We’ve been able to do load up most of our data from the database pretty easily and it seems that the performance is acceptable.

However, we have another part of our dataload that requires to get some static data from the mapd database to enrich a record we are trying to insert into a table that contains about 150 columns (fact table).

So view it this way:

  1. get a record.
  2. enrich it with data from mapd already
  3. insert 1 by 1.

this process is extremely slow.
We tried to batch records where we do:

  1. get n records
  2. process all records in parallel and enrich them
  3. batch insert.

Still slow.

If we only do 1 and 3 with 5000 messages, we get decent performance. Using dropwizzard to calculate performance, this is what we get:
count=370,
min=3.663432,
max=1039.916237,
mean=463.2558883220592,
stddev=40.449861693479185,
median=457.15358

So in average it takes 1/2 a second to insert 5000 records. which is not too bad considering the number of columns.

Now, when we insert the pre-process part before insert, we are not able to process that many messages because the pre-process part is extremely slow.

So this time, we go from 5000 to 20 messages.
To pre-process 7500 messages (20 messages processed in parallel using parallel streams in java) we get these timings:
count=7511,
min=254.77307,
max=1339.014478,
mean=763.5231923230446,
stddev=290.4453464479874,
median=671.951292
on average it takes 700 ms to enrich our data.

We have 5 tables we enrich from:
1 table 2 columns 41 records . fragment_size default
1 table 6 columns 20k records . fragment_size default
1 table 28 columns 600k records fragment_size 30k
1 table 64 columns 200k records fragment_size 10k
1 table 7 columns 11M records fragment_size 500k

The only other property we have changed is cpu-buffer-mem-bytes to 4GB

The machine we run the mapd server CE 4.0.2 has
16cores hyper threaded showing 32 CPUs
380 GB of memory
I am not sure about the hard drive but i am pretty sure it is an SSD drive.

Running a profiler, it showed a lot of time wasted in thrift.

Now i understand that this is the CPU only version.
But i was not expecting such poor performance.

Is there anything else we can do to improve performance other than trying with GPUs?

Thank you very much


#2

If my assumptions are not wrong i dont think using GPUs would help you mauch, you have just to change your workflow if you want to use mapd for your transformation stage on ETL process.

my assumptio is you are reading records from a staging database or whatever, doing one of more select in mapd to get data from your (dimensional?) tables, then inserting on fact table. is this right?
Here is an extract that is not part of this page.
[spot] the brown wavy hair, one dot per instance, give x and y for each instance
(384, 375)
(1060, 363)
you noticed that serial processing is slow, so you rightly decided to hide lag parallelizing the process, but MAPD is an analytical MPP database and runs just ONE QUERY at once using all your hardware resources to give back a response as fast as possible; this works well with heavy analytical queries not with small lookup queries.
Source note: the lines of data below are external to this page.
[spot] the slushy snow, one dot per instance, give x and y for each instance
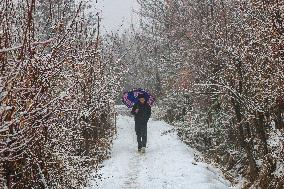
(167, 164)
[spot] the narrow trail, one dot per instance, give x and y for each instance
(167, 163)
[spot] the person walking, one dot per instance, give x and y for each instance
(142, 112)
you can try to load a staging table doing a batch insert, launch a query on mapd joining the staging table with the tables already present on mapd, then doing another batch insert on fact table (i dont know if this is possible because i have no idea about kind of trasformations you are doing).
If you eant to save roundtrips between mapd and java, you can issue a copy command on mapd to save the query result on a text file on local machine, then another copy command to load the dato to fact table.